L’épopée du Mont Saint-Michel sous la plume d’un poète : la démarche ne manque pas d’originalité. Mais Yvon Le Men va, ici, bien au-delà de son pro­pre émer­veille­ment devant la Mer­veille. C’est à un véri­ta­ble pèleri­nage spir­ituel qu’il nous con­vie, dont il est le prin­ci­pal acteur.

On ne compte dans ce livre le nom­bre de portes d’entrée au Mont Saint-Michel. Yvon Le Men les mul­ti­plie à souhait nous invi­tant à la fois à méditer sur ce lieu excep­tion­nel et à par­courir, dans son sil­lage, divers épisodes de sa pro­pre vie. Lui qui est passé de la « foi du char­bon­nier » (celle de son enfance tré­goroise) aux inter­ro­ga­tions d’ordre méta­physique qui sont les siennes aujourd’hui. « Il faudrait que cha­cun vide sa pro­pre abbaye/pour la rem­plir de ses chants et de ses rêves d’abbaye », écrit-il.  « Il faudrait /que tout monte en nous/quand on monte vers le Mont ».

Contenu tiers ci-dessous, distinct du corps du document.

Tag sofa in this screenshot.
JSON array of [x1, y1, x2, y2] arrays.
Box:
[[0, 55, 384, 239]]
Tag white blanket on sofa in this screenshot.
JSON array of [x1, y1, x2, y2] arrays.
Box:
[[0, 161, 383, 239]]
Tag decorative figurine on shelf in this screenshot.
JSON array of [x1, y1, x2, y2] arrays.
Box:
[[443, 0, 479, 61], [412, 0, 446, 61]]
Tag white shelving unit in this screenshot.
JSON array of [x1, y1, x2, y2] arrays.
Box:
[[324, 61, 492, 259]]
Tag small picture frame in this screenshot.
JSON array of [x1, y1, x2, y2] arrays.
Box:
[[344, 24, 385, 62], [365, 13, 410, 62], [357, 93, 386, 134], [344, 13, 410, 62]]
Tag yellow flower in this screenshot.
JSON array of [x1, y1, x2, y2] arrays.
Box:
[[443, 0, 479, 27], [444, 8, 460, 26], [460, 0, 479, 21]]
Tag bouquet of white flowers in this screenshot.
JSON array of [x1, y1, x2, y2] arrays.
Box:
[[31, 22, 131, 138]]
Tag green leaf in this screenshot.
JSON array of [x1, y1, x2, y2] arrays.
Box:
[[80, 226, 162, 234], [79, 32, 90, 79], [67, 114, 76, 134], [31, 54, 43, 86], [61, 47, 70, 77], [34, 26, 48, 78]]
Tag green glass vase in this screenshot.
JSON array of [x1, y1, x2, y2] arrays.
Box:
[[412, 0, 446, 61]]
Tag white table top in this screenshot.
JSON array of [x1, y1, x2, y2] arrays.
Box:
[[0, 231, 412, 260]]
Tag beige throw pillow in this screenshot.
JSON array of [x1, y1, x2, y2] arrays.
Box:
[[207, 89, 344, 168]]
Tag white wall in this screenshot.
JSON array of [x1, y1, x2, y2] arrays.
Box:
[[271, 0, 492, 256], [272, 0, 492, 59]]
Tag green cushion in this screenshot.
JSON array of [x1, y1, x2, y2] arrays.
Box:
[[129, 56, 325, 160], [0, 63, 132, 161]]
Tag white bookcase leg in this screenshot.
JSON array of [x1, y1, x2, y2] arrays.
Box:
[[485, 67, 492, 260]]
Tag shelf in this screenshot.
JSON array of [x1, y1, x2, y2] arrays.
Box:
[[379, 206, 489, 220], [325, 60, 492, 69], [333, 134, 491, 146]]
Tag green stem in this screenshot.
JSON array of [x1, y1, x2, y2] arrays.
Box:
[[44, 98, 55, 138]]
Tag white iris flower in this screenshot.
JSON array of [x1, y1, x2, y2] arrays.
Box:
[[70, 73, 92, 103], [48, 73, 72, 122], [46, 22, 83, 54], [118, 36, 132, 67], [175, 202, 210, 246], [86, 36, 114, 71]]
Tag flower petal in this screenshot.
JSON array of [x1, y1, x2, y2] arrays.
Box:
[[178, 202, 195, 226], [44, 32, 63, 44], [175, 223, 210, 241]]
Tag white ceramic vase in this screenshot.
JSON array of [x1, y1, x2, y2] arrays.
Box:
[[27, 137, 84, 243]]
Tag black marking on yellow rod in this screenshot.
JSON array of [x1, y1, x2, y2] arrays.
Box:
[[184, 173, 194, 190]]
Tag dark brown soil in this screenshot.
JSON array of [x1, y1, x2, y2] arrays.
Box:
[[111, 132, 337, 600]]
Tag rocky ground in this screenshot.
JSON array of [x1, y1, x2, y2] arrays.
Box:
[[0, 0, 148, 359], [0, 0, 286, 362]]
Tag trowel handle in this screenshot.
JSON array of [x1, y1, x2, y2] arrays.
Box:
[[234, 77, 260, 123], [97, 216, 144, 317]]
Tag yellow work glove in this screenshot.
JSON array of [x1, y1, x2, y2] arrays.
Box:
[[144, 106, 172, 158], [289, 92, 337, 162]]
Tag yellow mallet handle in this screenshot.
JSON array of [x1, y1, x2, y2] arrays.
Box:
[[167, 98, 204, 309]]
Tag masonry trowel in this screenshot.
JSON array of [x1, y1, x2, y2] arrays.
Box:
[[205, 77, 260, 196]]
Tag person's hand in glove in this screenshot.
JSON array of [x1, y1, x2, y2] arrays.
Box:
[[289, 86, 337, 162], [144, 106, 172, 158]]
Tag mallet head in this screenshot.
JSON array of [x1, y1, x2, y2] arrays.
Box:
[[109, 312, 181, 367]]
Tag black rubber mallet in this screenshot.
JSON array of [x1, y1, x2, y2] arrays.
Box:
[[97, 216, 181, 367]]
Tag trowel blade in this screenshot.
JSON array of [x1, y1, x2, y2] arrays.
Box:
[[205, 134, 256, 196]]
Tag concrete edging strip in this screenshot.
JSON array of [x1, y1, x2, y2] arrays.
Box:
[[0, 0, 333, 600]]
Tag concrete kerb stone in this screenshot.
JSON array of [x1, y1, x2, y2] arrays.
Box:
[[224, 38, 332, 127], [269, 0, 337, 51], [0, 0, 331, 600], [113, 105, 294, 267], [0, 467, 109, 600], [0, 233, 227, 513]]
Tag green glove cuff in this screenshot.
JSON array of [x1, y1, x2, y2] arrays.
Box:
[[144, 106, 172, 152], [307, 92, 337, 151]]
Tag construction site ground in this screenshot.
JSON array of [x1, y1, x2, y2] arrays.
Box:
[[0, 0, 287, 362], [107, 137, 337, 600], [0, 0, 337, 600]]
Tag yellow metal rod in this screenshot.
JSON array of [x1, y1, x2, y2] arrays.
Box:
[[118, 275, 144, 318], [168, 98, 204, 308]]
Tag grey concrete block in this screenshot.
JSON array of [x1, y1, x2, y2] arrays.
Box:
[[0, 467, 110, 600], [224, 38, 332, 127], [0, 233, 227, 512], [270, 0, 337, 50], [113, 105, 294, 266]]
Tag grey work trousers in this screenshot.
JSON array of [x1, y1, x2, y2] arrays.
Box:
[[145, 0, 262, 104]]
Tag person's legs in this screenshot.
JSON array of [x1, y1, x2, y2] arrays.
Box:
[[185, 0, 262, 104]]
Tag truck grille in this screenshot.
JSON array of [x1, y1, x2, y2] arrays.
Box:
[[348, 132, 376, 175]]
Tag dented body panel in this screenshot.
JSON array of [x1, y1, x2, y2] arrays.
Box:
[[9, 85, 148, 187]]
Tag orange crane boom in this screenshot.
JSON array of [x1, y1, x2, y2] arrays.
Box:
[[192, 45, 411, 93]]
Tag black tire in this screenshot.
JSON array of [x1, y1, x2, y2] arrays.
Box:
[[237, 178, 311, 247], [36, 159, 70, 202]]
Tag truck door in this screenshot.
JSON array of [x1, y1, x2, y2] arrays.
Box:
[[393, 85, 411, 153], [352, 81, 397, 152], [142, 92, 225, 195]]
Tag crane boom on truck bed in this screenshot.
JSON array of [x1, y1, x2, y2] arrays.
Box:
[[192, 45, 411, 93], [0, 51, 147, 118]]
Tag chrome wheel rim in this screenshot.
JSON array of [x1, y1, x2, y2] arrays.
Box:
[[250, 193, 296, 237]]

Yvon Le Men gag­né par la foi ? Après les Exer­ci­ces d’incroyance de Gérard Le Gouic (Gal­li­mard) assis­terait-on ici à une forme « d’Exercices de croy­ance » de la part du poète bre­ton (pub­lié pour l’occasion par un édi­teur catholique) ? Ce n’est pas si sim­ple, même si Yvon Le Men n’a jamais caché sa quête d’une forme de tran­scen­dance. On con­naît notam­ment les liens qui l’attachaient au poète juif Claude Vigée (qu’il évoque d’ailleurs dans ce livre) ou encore à Xavier Grall, à pro­pos duquel il écrit : « Ensem­ble nous cherchions/lui Dieu/moi eux/les hommes et les femmes filles et fils de Dieu ». N’a‑t-il pas aus­si par­mi ses amis le poète Gilles Baudry, « frère en l’abbaye de Landévennec/où je me rends une fois par an » ?

Yvon Le Men tourne donc autour du Mont – au risque de le per­dre, par­fois, un peu de vue – pour revis­iter ses pro­pres croy­ances (au sens large du terme) et intro­duire dans son livre des textes venus d’éminentes per­son­nal­ités de l’Eglise. Il en est ain­si des prières à l’archange saint Michel, repris­es fidèle­ment, écrites par Saint Bonaven­ture, saint Louis de Gon­zague, Léon XII et même le pape François. 

Yvon Le Men, A perte de ciel, Bayard 2021, 196 pages, 16,90 euros.

L’occasion aus­si d’évoquer les fig­ures de saint Colom­ban ou de saint Yves que l’on célèbre à Tréguier dans son Tré­gor natal. Evo­quant les moines copistes comme ceux qui vécurent au Mont, il écrit : « Si j’avais été moine (…) j’aurais recopié/cet hymne sur le par­adis de saint Ephrem de Syrie : « Per­son­ne n’y travaille/car cha­cun n’y a faim/personne n’y vieillit/car per­son­ne n’y meurt ».

On le voit. Ce livre est un patch­work de con­fes­sions, de réminis­cences, de tranch­es d’histoire per­son­nelle. Le poète n’évoque-t-il pas, à nou­veau, les doigts des can­ton­niers (comme l’était son père) ou les yeux des cou­turières (comme l’était sa mère) ? Le Mont, dans sa mag­nif­i­cence sur­plombe le réc­it poé­tique en miettes de sa pro­pre exis­tence et devient le lieu d’une quête inas­sou­vie, d’un vrai pèleri­nage ascensionnel.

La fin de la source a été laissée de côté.